En 1860, Charles Darwin introdujo la idea de la evolución basada en el mecanismo de la selección natural. Esta idea no solo fue revolucionaria frente a las explicaciones que provenían de la fe, sino por introducir la idea de que las especies pueden cambiar en el tiempo a través de la herencia de características de padres a hijos. Esta idea fue tan poderosa en influencia que rápidamente fue adoptada en otras áreas. Una de ellas fue el estudio de las lenguas. Bajo la influencia de Darwin, se potenció la idea de que las lenguas también tenían historia, evolucionaban en el tiempo y que, además, era posible establecer parentesco vía comparación. Así surgió y se consolidó la lingüística histórica comparativa. Con ella se buscó establecer filiaciones entre lenguas al igual que la biología lo hacía entre las especies. El camino de reconstrucción de estas familias de lenguas llegó tan lejos que se postuló la existencia de una lengua madre para la gran mayoría de lenguas europeas y asiáticas: el indoeuropeo. Pero, ¿qué es el indoeuropeo?, ¿existió realmente?, ¿quiénes la hablaron?, ¿existe alguna lengua más allá de esta supuesta lengua madre? En la siguiente nota resolveremos estas preguntas.

Resumen

-El indoeuropeo es la lengua reconstruida postulada como madre de la mayor cantidad de lenguas habladas en Europa y Asia.

-Como no es posible encontrar hablantes de esta lengua en la actualidad, se llega a ella mediante un método fuertemente inspirado en las teorías de Darwin: el método histórico comparativo.

-Este método encuentra elementos en común entre las lenguas actuales y las reconstruye proponiendo vínculos previos. Por ello se dice que el indoeuropeo es una lengua reconstruida: un objeto creado dentro de la filología antes que una lengua real en el mundo. Pero nos da idea de cómo se habló y sobre todo de qué cosas hablaban estos supuestos pobladores primigenios.

-Esta lengua reconstruida nos permite ver cómo fue su gramática y de qué hablaban dichas personas. Si bien se reconstruye más desde la fonética y las similitudes de los sonidos, nos deja en claro que fue una lengua de morfología con flexión parecida al castellano, usaba género gramatical y su mecanismo de construcción era de juntar sufijos principalmente.

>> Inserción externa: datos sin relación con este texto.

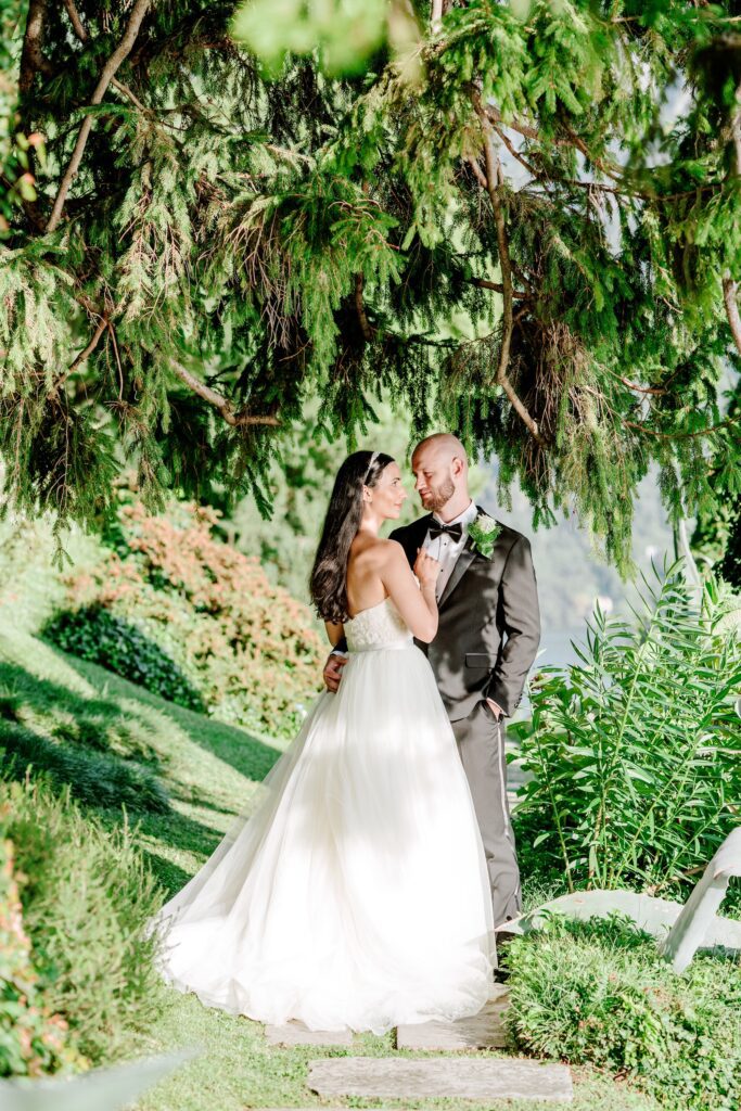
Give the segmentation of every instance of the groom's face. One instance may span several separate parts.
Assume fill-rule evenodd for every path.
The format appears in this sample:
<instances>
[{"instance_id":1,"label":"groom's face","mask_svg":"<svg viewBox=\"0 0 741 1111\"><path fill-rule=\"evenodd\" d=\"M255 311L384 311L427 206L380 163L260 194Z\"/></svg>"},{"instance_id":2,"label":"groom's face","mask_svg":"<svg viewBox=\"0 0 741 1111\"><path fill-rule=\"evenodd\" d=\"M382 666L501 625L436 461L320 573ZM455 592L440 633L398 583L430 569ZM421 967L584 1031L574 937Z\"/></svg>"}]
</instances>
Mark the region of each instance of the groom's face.
<instances>
[{"instance_id":1,"label":"groom's face","mask_svg":"<svg viewBox=\"0 0 741 1111\"><path fill-rule=\"evenodd\" d=\"M455 493L450 460L435 450L434 444L422 444L412 456L414 489L430 513L438 513Z\"/></svg>"}]
</instances>

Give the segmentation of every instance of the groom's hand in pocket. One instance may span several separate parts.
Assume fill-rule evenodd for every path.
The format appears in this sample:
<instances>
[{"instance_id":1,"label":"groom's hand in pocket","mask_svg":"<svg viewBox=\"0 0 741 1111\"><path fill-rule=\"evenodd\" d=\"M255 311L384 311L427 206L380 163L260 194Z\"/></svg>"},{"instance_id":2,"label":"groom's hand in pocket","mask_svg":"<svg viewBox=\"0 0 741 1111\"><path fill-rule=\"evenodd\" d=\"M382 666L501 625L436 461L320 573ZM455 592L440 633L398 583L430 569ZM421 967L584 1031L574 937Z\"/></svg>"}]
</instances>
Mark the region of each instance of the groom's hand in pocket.
<instances>
[{"instance_id":1,"label":"groom's hand in pocket","mask_svg":"<svg viewBox=\"0 0 741 1111\"><path fill-rule=\"evenodd\" d=\"M332 652L327 660L327 663L324 664L324 684L328 691L337 693L340 680L342 679L342 668L347 662L347 655L338 655L337 652Z\"/></svg>"}]
</instances>

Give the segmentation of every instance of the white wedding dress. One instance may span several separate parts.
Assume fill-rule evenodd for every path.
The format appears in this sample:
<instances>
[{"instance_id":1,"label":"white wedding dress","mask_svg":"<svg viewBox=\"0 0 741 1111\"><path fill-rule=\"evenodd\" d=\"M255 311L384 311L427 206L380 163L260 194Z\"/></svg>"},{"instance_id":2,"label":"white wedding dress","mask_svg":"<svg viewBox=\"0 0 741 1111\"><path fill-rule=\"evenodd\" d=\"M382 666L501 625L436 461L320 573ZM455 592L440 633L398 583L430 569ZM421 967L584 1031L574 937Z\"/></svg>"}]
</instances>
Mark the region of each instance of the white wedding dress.
<instances>
[{"instance_id":1,"label":"white wedding dress","mask_svg":"<svg viewBox=\"0 0 741 1111\"><path fill-rule=\"evenodd\" d=\"M390 599L266 779L268 795L162 909L181 991L262 1022L371 1030L457 1019L495 963L489 878L430 665Z\"/></svg>"}]
</instances>

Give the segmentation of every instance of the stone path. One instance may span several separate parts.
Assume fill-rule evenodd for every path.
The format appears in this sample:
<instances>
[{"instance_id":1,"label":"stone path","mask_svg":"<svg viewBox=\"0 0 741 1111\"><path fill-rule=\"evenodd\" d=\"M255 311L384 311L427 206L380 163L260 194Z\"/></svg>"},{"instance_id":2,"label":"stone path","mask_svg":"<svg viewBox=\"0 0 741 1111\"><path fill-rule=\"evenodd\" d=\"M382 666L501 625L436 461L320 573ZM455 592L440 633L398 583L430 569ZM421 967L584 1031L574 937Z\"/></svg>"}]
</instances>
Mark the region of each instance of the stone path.
<instances>
[{"instance_id":1,"label":"stone path","mask_svg":"<svg viewBox=\"0 0 741 1111\"><path fill-rule=\"evenodd\" d=\"M515 747L508 741L508 752ZM508 797L514 804L525 774L519 763L508 768ZM505 1049L504 1018L509 992L494 984L492 997L479 1013L457 1022L421 1022L397 1029L397 1049L424 1052ZM349 1031L308 1030L302 1022L266 1027L271 1045L352 1045ZM571 1073L562 1064L544 1064L520 1058L443 1057L410 1059L403 1057L324 1058L309 1063L309 1088L322 1099L364 1097L367 1099L469 1099L479 1103L491 1100L525 1099L554 1103L573 1100ZM273 1108L263 1111L289 1111ZM309 1111L309 1109L290 1109ZM313 1109L316 1111L316 1109ZM328 1111L346 1111L340 1107Z\"/></svg>"},{"instance_id":2,"label":"stone path","mask_svg":"<svg viewBox=\"0 0 741 1111\"><path fill-rule=\"evenodd\" d=\"M507 987L494 984L492 998L479 1014L457 1022L399 1027L397 1048L427 1052L503 1049L508 1005ZM266 1037L272 1045L352 1044L350 1033L307 1030L301 1022L266 1027ZM565 1065L519 1058L477 1059L470 1054L417 1060L405 1057L324 1058L309 1063L307 1082L322 1099L353 1095L367 1099L454 1098L479 1103L497 1099L569 1103L573 1099L571 1073Z\"/></svg>"},{"instance_id":3,"label":"stone path","mask_svg":"<svg viewBox=\"0 0 741 1111\"><path fill-rule=\"evenodd\" d=\"M543 1100L570 1103L571 1073L563 1064L471 1058L339 1057L311 1061L309 1088L322 1099Z\"/></svg>"}]
</instances>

-Por el lado de la cultura, podemos saber sobre su estructura social, la fuerte presencia del dominio paterno, una cultura de la propiedad privada por acumulación de riqueza. También podemos saber sobre su agricultura y el tipo de animales que domesticaron. En esta misma línea, conocemos sobre los materiales que usaban, sus técnicas de construcción y sobre su religión.

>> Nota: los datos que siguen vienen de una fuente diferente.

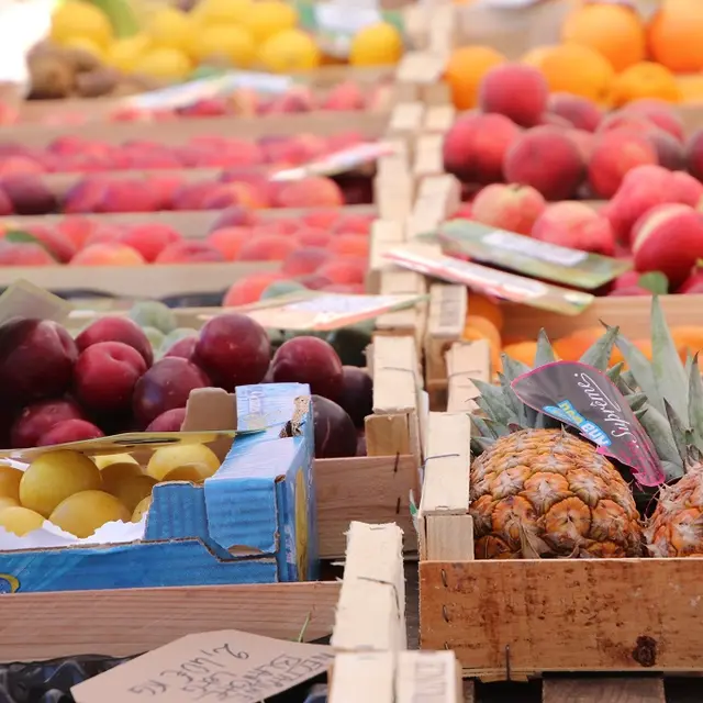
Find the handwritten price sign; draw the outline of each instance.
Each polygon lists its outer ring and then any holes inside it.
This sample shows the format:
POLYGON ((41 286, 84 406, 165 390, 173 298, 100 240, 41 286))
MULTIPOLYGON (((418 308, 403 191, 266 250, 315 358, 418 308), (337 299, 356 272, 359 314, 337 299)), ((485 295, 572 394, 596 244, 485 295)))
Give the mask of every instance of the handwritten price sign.
POLYGON ((76 703, 256 703, 323 673, 330 647, 236 631, 189 635, 71 689, 76 703))

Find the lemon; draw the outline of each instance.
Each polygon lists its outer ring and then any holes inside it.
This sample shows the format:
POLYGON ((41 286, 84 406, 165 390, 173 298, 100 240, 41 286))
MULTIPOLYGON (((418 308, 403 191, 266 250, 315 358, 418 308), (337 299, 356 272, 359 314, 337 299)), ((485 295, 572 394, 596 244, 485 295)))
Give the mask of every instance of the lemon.
POLYGON ((0 466, 0 496, 20 500, 20 481, 22 471, 11 466, 0 466))
POLYGON ((58 5, 52 15, 51 37, 58 44, 82 36, 107 48, 112 41, 112 25, 108 15, 96 5, 69 0, 58 5))
POLYGON ((259 63, 274 74, 287 74, 317 68, 321 54, 317 44, 300 30, 286 30, 264 43, 259 63))
MULTIPOLYGON (((110 66, 125 74, 130 74, 134 71, 134 67, 138 63, 140 57, 149 49, 150 45, 152 42, 146 34, 136 34, 116 40, 108 49, 105 60, 110 66)), ((101 457, 101 459, 110 458, 111 457, 101 457)), ((98 468, 102 467, 99 466, 98 468)))
POLYGON ((201 0, 192 15, 202 24, 239 24, 252 12, 252 0, 201 0))
POLYGON ((143 54, 134 65, 134 70, 158 80, 182 80, 192 66, 183 52, 160 46, 143 54))
POLYGON ((279 0, 259 0, 243 18, 244 26, 259 44, 274 34, 292 30, 298 25, 298 12, 287 2, 279 0))
POLYGON ((238 68, 248 68, 256 56, 252 35, 236 24, 210 24, 194 33, 190 55, 197 62, 226 56, 238 68))
POLYGON ((13 505, 0 510, 0 525, 18 537, 38 529, 43 524, 44 515, 40 515, 29 507, 13 505))
POLYGON ((146 25, 146 33, 154 46, 185 51, 190 42, 193 24, 189 16, 176 8, 156 10, 146 25))
POLYGON ((98 467, 85 455, 69 449, 47 451, 32 461, 20 481, 20 502, 44 517, 66 498, 99 489, 98 467))
POLYGON ((146 472, 157 481, 163 481, 169 471, 187 464, 204 465, 204 470, 209 471, 208 476, 212 476, 220 468, 220 459, 204 444, 179 444, 157 449, 149 459, 146 472))
POLYGON ((403 38, 388 22, 378 22, 354 35, 349 48, 352 66, 386 66, 398 64, 403 55, 403 38))
POLYGON ((90 537, 105 523, 118 520, 127 523, 131 518, 130 511, 114 495, 104 491, 74 493, 62 501, 49 515, 49 521, 54 525, 76 537, 90 537))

-El método comparativo permitió llevar el asunto de la reconstrucción incluso más lejos. Al tener ya reconstruido al indoeuropeo, se comparó con su par africano y americano. Con ello se postuló la posible lengua madre de todas, o mejor dicho la abuela de todas, el nostrático.

 

Qué es el indoeuropeo

Indoeuropeo es el nombre de una familia de lenguas y también de la lengua hipotética de la que desciende esta familia. Las lenguas indoeuropeas, antiguamente llamadas lenguas indo germánicas, se hablan actualmente en casi todo el continente europeo y en algunos lugares de Asia, como la India. Esta es la razón del nombre que lleva. Muchas de estas lenguas fueron llevadas más allá de estos territorios por efecto de la colonización europea. Por ello, también se hablan en América. El español y el inglés son parte de esta familia. La unidad de las lenguas indoeuropeas reside en la historia de la familia que se ha podido reconstruir gracias al método histórico-comparativo dentro del estudio de las lenguas. Hablaremos sobre él líneas más adelante.

 

La familia lingüística indoeuropea es la más grande del mundo: comprende la mayor parte de los idiomas de Europa, América y Asia. Incluye los dos gran idiomas del mundo clásico: el latín y el griego; las lenguas germánicas como el inglés, el alemán, el holandés y el sueco; las lenguas romances como el italiano, el francés, el español y el portugués; las lenguas celtas como el galés y el gálico; las lenguas eslavas como el ruso, el polaco y el checo; las lenguas bálticas; las lenguas índicas y varias otras. Dentro del continente europeo, sólo el vasco, el finlandés, el estonio, el húngaro, el turco y algunos idiomas de Rusia no pertenecen a esta familia. Fuera de ellos parece que todos los mencionados han descendido de un solo idioma.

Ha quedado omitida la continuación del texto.